Vertigine, elegante e schietto, realizza il paradosso di un prog minimale (questo cantato a-pretenzioso avrebbe salvato dal cattivo invecchiamento molte opere dei nostrani anni '70). Basso, tastiere, sporadici archi e soprattutto chitarre coi loro arpeggi liquefanno le canzoni, che scorrono vitali, senza rischio di gelo nelle notti invernali delle loro atmosfere. Matteo Urro, Guido Melis e Lorenzo Desiati hanno raggiunto il non facile obiettivo di trovare la propria cifra stilistica personale (Diego Capelli - Rockerilla)

Matteo Urro, Guido Melis e Lorenzo Desiati sono gli Underfloor, classico trio rock alle prese con sonorità e materiali che parlano il linguaggio di band come Afterhours, Radiohead, Marlene Kuntz e Tiromancino. Fiorentini, co-prodotti dal geniale Ernesto De Pascale, Vertigine è orgogliosamente registrato in analogico e mixato in modo da presentare un muro sonoro oscuro, compatto e coinvolgente. E' un romanticismo psichedelico e di stampo cantautorale quello che i sette brani di Vertigine propongono con una maturità espressiva e compositiva sorprendenti. (Alessandro Staiti - Chitarre)

Autori di un ottimo disco d'esordio nel 2004, gli Underfloor tornano con un lp ancora più convincente e rifinito, che li colloca senza alcun dubbio tra le formazioni di punta del nuovo rock italiano. La produzione di Ernesto De Pascale ha conferito un elemento di carisma in più, ma da parte sua il trio fiorentino ha conquistato maturità e compattezza. I richiami a Radiohead, Sigur Ros e Pink Floyd del passato si stemperano in una tela sonora malinconica, sfuggente, delicata. (Donato Zoppo - Movimenti Prog)

Tra i solchi di “La mia necessità”, “Ancora un inverno”, “Bianco” e “Non ho più parole” si incuneano spesso ospiti, con deliziano con flauti, archi, pianoforte, che conferiscono profondità e saggezza al suono, una sorta di rock post (e non post-rock), che incalza sul fronte dell’energia e della scrittura e a cui non mancano elementi vagamente lisergici, che dimostrano come sia ancora possibile staccarsi dalla banalità del rock, pur scrivendo semplici canzoni. (Gianni della Cioppa - Il Mucchio)

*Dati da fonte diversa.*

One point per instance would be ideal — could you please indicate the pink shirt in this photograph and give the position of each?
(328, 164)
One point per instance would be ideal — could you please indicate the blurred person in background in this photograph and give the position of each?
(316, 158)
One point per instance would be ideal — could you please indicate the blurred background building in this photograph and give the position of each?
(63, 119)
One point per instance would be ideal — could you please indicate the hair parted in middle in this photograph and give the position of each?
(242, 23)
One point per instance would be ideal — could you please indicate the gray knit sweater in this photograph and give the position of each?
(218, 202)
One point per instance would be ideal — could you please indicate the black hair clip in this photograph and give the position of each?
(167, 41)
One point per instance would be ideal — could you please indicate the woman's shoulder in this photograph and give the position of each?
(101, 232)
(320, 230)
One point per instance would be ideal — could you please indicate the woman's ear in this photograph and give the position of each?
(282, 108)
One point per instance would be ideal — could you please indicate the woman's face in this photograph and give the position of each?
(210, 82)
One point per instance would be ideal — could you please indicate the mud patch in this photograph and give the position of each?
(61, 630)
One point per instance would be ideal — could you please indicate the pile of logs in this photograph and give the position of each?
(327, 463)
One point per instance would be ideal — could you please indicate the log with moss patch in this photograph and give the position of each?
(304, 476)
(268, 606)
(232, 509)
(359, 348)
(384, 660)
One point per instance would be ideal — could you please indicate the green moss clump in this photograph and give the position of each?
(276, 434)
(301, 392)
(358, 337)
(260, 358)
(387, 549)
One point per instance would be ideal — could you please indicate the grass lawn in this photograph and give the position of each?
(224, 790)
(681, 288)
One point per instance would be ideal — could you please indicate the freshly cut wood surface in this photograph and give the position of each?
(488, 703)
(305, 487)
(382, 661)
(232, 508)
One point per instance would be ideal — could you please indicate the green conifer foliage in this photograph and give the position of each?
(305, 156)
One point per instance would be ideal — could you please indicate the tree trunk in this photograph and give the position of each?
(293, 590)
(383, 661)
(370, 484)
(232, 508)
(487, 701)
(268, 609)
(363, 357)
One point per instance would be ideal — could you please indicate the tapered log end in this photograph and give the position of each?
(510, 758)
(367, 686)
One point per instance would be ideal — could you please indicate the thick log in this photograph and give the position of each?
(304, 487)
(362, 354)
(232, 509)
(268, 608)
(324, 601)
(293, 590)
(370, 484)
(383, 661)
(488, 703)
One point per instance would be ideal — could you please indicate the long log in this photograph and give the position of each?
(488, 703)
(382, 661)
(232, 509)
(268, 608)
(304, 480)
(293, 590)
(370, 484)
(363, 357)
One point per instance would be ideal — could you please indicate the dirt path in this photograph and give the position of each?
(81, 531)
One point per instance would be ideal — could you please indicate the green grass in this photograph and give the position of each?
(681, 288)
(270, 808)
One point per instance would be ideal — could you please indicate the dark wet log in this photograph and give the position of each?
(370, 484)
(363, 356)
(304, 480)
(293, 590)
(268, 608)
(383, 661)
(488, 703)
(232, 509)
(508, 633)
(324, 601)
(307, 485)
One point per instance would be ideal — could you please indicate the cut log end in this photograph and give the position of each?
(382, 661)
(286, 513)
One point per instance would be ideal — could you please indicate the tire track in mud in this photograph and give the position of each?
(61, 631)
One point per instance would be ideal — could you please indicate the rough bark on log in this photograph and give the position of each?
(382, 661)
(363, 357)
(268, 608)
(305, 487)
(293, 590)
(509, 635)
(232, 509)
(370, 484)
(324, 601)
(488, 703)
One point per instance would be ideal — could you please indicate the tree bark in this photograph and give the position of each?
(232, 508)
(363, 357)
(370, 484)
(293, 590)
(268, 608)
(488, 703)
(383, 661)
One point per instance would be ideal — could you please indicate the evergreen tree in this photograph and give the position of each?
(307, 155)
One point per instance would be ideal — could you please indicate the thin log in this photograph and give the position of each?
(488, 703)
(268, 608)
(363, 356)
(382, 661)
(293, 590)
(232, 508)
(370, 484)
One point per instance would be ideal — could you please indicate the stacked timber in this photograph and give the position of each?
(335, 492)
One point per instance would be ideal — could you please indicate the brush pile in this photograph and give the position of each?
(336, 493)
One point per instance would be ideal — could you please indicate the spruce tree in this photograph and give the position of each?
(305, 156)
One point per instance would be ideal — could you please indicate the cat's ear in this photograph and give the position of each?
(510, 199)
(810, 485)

Un disco dominato dalle dinamiche, perfettamente enfatizzate da una registrazione orgogliosamente analogica, che restituisce tutto il fascino che questa band è capace di creare dal vivo. Tutti gli strumenti, voce e parole comprese compongono un’unica “massa sonora”, che si muove, si contorce, parla e sospira, urla e tace, lasciando all’ascoltatore il suo spazio, per “entrare” nelle canzoni, di soppesare le poche intense parole che compongono i testi. In un’era sempre più devota alla ridondanza, al di più, la sconvolgente essenzialità di ‘Novembre’, o la leggerezza dell’elaborato arrangiamento di ‘Ancora un inverno’, sembrano una boccata di ossigeno. (Jacopo Meille - Musicalnews/Il Popolo del Blues)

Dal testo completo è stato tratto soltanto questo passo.